Is Amazon considering a bid for Ocado?

The British online grocer, which has an exclusive U.S. partnership with Kroger, may be being eyed by Amazon

British online grocer Ocado Group shares jumped as much as 47% in London, the most in more than five years, following a Times report on “speculation of bid interest” from technology firms such as Amazon.com, according to reporting from Bloomberg.

The report, which did not specify the source of the information and was released late Wednesday, said Amazon and several other tech “heavyweights” were considering the merits of a bid worth $10.21 (800 pence) per share for the company. 

Kroger has had an exclusive partnership with Ocado since 2018 in an effort to spur the Cincinnati-based company’s delivery output via the construction of robotically operated warehouses in the U.S. 

So far, Kroger is currently live with eight Ocado sites, with 16 ordered.

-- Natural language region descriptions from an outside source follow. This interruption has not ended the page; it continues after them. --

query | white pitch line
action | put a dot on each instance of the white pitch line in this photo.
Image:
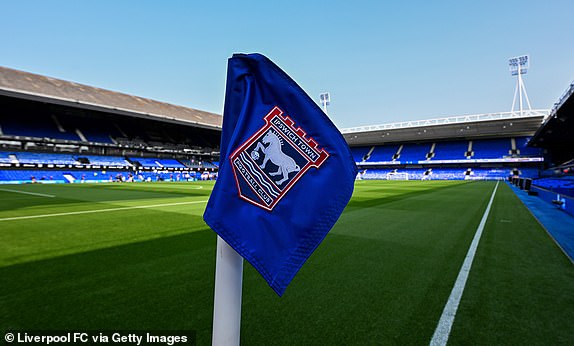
(29, 193)
(442, 331)
(97, 211)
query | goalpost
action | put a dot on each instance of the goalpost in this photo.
(397, 176)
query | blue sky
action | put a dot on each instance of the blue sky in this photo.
(382, 61)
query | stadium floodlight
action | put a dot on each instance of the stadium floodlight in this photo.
(325, 100)
(518, 66)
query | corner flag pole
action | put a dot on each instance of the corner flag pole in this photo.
(227, 301)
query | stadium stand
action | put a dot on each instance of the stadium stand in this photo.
(562, 185)
(491, 148)
(451, 150)
(413, 152)
(359, 153)
(383, 153)
(157, 162)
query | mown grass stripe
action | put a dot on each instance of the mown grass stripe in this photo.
(98, 211)
(442, 331)
(29, 193)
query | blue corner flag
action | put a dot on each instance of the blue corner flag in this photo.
(285, 173)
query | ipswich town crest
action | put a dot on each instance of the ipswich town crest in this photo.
(269, 163)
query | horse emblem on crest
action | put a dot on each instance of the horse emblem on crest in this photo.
(271, 161)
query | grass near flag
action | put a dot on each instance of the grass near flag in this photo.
(382, 275)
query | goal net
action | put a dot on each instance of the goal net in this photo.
(397, 176)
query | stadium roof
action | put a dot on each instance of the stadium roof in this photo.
(459, 127)
(20, 84)
(558, 129)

The initial deal saw Kroger identify 20 sites to build automated warehouses, or customer fulfillment centers (CFCs) as Ocado calls them, in the U.S. That progress has been slow, but despite that Ocado CEO Tim Steiner said earlier this year that Kroger is indeed committed to building more.

“They are committed to building more, they just want to make those (existing) ones work as well as they can before they roll out loads – very sensible thing to do,” Steiner told Reuters.

He said Kroger remained “extremely positive” about the relationship.

It’s unclear at this time how an Amazon takeover could affect that partnership. Amazon did not respond to a request for comment at time of publication. 

Earlier this year, Ocado itself paused the rollout of its own new UK distribution centers after posting a record annual loss of more than $639 million (£500 million), according to reporting from The Guardian.

The online grocery retailer said it expected to receive almost 40% less than hoped in performance payments from Marks & Spencer, its partner in the UK venture, because of the “challenging market” affecting sales and profits.